Le Casuiste. Monseigneur ; c’est vn pain bien long que ces seruices-là, les
pauures François seroient morts par vn si long jeusne.
Le Card. Les grandes machines ne se meuuent pas si viste. Si le chappeau
de Cardinal m’a esté facile à acquerir, grand-mercy aux François ; mais les Italiens
se menent vn peu d’vne autre façon, il n’y a que l’argent qui les fasse
parler.
Le Casuiste. Mais Monseigneur, ie n’entends point cela, que vous dites
que vous vouliez détourner la paix pour vous enrichir ; N’est-ce pas dans la
paix que l’abondance regne ? Et la guerre n’est-elle pas vn gouffre, qui engloutiroit
les richesses d’vn Cresus ?
Le Card. Oüy, si l’on payoit les soldat, & qu’on n’eust point d’autre but
que de conquerir : Mais cela est bon à des idiots ; la France est si belliqueuse,
que si l’on luy laschoit la bride, & qu’on payast bien les soldats, l’Espagne
ne luy feroit qu’vn des-jeuner. Mais ce n’est pas là le jeu des bons Politiques,
ny mesme l’interest de la France.
Le Casuiste. Vous me rauissez l’esprit, Monseigneur. Vos maximes sont
admirables, & me surprennent d’autant plus, qu’elles semblent choquer le
sens commun.
Le Card. Vous m’auez interrompu, il me semble que j’allois dire quelque
chose de bon, sur quoy en estois-je ?
Le Casuiste. Monseigneur, vostre pensée estoit si subtile, qu’elle m’a aussi
eschappé de l’esprit.
Le Card. Ie m’en souuiens à present. Ie disois que ce n’estoit pas mon interest,
ny celuy de la France de conquerir si promptement.

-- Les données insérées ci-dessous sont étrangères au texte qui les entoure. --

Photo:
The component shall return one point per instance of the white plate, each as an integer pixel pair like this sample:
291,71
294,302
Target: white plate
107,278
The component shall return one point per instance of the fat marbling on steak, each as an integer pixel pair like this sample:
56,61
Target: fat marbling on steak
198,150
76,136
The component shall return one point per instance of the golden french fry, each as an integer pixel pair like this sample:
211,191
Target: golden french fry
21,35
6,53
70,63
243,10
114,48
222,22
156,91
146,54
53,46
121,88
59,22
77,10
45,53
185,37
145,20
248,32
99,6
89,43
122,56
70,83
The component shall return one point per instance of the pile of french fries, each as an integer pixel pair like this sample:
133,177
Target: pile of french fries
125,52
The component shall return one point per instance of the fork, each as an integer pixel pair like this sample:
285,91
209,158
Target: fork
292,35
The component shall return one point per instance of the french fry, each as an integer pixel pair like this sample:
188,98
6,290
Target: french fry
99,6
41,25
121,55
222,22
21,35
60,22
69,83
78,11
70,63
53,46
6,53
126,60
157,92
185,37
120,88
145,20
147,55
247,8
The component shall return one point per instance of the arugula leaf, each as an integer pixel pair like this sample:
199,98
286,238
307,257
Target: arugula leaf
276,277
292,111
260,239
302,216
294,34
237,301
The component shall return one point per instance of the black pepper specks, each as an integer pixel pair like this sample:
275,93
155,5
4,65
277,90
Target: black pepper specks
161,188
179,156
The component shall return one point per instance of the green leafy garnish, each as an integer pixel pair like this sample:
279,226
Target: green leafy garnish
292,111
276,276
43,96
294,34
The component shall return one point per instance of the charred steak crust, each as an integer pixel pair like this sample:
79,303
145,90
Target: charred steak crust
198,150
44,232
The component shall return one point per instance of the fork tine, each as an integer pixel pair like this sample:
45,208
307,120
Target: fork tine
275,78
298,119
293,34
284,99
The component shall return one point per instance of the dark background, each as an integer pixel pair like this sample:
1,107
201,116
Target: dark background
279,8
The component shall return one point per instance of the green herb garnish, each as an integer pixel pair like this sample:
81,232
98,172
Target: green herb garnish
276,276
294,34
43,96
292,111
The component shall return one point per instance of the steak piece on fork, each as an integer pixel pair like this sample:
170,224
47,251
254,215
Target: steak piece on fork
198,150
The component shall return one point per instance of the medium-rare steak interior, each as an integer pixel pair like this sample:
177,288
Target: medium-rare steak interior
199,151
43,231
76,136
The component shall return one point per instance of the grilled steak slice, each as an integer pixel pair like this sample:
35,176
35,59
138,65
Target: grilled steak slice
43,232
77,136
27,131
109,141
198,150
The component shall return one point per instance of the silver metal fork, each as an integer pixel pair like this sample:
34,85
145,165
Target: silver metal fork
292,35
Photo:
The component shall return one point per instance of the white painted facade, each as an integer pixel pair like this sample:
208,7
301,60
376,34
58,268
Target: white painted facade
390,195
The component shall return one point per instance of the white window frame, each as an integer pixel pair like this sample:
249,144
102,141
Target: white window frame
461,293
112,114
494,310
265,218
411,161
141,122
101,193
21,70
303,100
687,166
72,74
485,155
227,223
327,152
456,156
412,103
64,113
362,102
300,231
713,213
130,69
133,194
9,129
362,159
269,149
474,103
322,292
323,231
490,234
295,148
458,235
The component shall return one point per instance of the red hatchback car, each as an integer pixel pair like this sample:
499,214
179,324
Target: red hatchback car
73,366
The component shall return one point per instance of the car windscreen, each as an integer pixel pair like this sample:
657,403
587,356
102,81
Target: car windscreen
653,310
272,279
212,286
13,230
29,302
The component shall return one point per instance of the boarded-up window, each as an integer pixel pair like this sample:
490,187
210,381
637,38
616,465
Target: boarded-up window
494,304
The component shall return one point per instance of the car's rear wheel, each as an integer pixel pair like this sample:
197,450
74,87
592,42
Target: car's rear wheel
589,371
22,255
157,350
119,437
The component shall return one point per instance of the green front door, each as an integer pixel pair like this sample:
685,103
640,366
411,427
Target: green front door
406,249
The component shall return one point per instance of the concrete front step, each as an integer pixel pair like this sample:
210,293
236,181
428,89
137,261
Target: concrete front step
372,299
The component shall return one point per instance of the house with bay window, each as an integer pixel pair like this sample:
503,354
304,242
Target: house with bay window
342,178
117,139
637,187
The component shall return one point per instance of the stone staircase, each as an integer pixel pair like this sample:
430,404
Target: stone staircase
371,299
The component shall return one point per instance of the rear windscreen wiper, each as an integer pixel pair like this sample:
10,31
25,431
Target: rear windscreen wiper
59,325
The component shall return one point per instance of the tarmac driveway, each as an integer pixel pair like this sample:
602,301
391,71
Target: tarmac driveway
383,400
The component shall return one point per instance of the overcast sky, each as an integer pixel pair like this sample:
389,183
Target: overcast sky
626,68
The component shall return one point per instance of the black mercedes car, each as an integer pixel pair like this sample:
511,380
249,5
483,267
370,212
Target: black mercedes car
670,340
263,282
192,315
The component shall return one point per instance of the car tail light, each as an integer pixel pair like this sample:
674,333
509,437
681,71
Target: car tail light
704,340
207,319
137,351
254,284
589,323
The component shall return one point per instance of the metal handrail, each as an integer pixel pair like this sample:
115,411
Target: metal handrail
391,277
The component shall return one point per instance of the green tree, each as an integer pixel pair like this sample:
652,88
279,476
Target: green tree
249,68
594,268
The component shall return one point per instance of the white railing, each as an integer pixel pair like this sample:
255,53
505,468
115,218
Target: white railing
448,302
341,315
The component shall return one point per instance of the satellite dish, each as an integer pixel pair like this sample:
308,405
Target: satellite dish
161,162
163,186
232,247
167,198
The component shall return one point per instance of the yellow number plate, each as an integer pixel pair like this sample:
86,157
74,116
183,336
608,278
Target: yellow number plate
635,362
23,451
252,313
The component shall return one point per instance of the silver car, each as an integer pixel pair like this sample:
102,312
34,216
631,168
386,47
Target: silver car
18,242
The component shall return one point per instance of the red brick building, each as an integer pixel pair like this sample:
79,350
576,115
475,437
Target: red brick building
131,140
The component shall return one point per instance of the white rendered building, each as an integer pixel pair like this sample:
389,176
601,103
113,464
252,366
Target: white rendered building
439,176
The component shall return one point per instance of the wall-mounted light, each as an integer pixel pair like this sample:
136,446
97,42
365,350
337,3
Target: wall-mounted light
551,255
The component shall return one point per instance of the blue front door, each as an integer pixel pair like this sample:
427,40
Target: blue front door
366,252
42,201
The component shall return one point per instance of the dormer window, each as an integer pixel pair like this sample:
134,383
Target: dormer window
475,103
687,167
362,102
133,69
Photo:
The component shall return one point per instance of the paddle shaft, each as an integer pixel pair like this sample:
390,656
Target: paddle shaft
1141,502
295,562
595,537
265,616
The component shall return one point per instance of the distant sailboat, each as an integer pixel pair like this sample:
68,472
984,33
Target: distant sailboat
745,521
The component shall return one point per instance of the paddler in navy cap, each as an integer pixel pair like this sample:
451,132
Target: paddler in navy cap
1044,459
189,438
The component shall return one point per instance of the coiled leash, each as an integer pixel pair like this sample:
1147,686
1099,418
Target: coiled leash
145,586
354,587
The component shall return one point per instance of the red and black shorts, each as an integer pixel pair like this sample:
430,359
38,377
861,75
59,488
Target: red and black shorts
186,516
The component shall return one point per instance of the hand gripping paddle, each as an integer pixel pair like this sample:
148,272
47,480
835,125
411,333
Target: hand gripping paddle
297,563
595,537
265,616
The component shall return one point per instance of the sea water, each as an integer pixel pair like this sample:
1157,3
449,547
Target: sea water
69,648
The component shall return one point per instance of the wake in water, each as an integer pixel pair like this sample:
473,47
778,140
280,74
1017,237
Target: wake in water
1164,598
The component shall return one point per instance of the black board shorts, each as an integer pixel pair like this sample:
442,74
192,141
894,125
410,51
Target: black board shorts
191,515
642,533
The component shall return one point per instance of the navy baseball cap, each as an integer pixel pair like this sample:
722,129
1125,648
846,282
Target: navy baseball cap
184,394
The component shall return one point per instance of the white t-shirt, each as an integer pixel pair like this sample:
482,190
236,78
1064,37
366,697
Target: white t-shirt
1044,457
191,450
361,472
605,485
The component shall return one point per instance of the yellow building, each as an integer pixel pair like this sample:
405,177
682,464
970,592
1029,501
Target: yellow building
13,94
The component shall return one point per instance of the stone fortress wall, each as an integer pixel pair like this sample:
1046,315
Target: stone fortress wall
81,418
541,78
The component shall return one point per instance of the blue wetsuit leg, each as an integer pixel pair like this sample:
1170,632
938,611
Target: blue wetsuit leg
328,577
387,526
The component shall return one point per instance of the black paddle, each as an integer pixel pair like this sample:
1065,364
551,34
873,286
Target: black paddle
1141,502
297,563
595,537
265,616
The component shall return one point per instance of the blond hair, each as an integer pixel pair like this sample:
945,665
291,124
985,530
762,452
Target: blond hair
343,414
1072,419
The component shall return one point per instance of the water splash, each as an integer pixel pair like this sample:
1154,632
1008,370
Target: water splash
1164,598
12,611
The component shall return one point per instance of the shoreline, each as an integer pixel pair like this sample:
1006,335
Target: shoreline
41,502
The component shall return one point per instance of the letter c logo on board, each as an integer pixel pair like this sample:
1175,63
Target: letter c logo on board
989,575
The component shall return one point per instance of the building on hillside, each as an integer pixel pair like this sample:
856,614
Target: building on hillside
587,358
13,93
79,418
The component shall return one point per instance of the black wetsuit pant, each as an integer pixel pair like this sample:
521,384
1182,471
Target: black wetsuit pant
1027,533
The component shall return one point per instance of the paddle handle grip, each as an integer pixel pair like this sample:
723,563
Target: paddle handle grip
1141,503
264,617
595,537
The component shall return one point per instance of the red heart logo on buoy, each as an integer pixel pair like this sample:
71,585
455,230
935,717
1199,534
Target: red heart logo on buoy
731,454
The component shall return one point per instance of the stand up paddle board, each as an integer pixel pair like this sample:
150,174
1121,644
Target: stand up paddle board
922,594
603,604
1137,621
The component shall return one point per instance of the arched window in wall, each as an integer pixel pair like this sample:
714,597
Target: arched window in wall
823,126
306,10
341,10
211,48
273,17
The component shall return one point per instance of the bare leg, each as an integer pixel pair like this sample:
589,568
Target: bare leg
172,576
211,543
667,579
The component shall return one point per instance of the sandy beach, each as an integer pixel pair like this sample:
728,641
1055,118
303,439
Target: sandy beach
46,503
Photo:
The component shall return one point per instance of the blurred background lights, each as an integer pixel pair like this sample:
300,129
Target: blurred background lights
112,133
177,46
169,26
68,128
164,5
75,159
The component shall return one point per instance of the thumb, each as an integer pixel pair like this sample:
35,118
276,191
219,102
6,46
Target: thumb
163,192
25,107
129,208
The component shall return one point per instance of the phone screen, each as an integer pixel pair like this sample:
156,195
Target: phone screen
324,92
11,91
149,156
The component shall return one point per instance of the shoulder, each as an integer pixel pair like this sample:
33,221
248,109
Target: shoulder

Le Casuiste. Mais, Monseigneur, si l’on ne fait la guerre que pour conquerir,
& que la guerre soit vn fleau de Dieu si déplorable, n’est-il pas bon de la
terminer bien-tost par de glorieuses conquestes ?
Le Cardinal. Que vous entendez mal la Politique. Ce n’est pas mon but de
pousser les conquestes de la France plus auant, & quand ie voudrois ie ne
le pourrois pas. La raison de cela est, que la France & la Maison d’Austriche
sont les deux Poles, sur lesquels repose toute la tranquillité de l’Europe,
pourueu que leurs puissances soient égales. Et c’est dans ce contrepoids que
les autres petits Estats trouuent leur seureté, de là vient qu’ils se rangent toûjours
du costé du plus foible. Car si la France auoit subiugué l’Espagne, ou
l’Espagne la France, les autres petites Souuerainetez viendroient d’elles mesme
se rendre au vainqueur. Témoins les Hollandois qui nous ont abandonné,
tesmoins les Suisses qui n’ont iamais voulu permettre de nous rendre maistres
de la Franche-Comté, & tesmoin enfin l’eschoüement de l’ambition d’Espagne,
qui a pretendu vainement à la Monarchie vniuerselle.
Le Casuiste. Il me semble, Monseigneur, que ces raisons vous deuoient
auoir obligé à faire la paix, puisque la guerre n’est plus de saison lors qu’on
ne peut plus conquerir.
Le Card. Les armes sont aussi faites pour se defendre.
Le Casuiste. Vous auiez mis, Monseigneur, par vos sages conseils, la France
en vn estat de donner de la terreur à ses ennemis, plustost que de les craindre.